Rev. Mona Denton, Westworth United Church, December 24, 2014
Luke 2:1-20, Matthew 2:1-11
And she gave birth to her firstborn son and wrapped him in bands of cloth,and laid him in a manger, because there was no place for them in the inn. (Luke 2:7)
Every church I have served has had a nativity set, or the tradition of creating a nativity tableau through a pageant. In each congregation there has been a story attached to the nativity scene.
In the church I served as a student in the Beaches neighbourhood in Toronto, the nativity was a stained glass creation that sat on a lit, glass-topped table. It had been made for the church by an artist in the congregation. It was beautiful to watch how the light reflected on the glass and caused you to see things in the faces of Mary and Joseph and the baby Jesus that you might never have noticed, if it were not for the transparent glass.
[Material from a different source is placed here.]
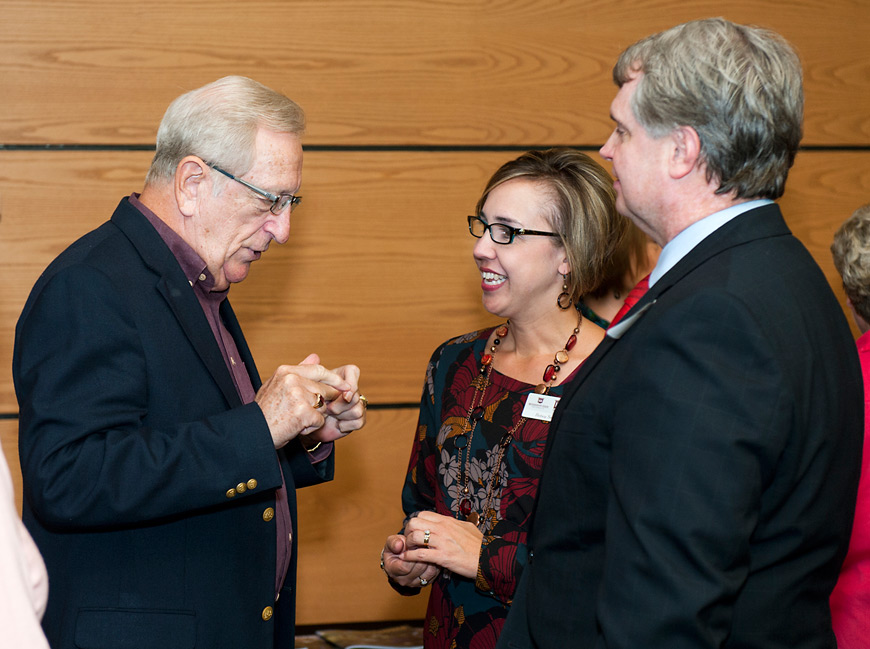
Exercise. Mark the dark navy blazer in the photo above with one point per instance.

In one of the rural churches I served right after my ordination, the decision had been made to buy a nativity set when I arrived. This rural congregation had never had one before and there was a debate about whether or not it should be an indoor set or a life-sized roadside nativity on the front lawn of the church. It had been decided that they should wait for the new minister to arrive and be part of the decision which way to go with this important purchase.
I was pretty certain that an outdoor nativity scene would be a little more than the congregation could handle logistically and financially. However, when Peter and I were on a summer vacation, we did stop in at Bronner’s Christmas Wonderland in Frankenmuth, Michigan, the World’s Largest Christmas Store, and take my picture beside a few life-sized, lit, nativity figures. The rather poor quality paint job and the plastic look of these figurines was enough to convince the church that a tabletop, wooden nativity scene would be the best choice. A beautiful, hand-carved tabletop nativity set was ordered from the Ten Thousand Villages store and this set became much- beloved by the children and adults of the church.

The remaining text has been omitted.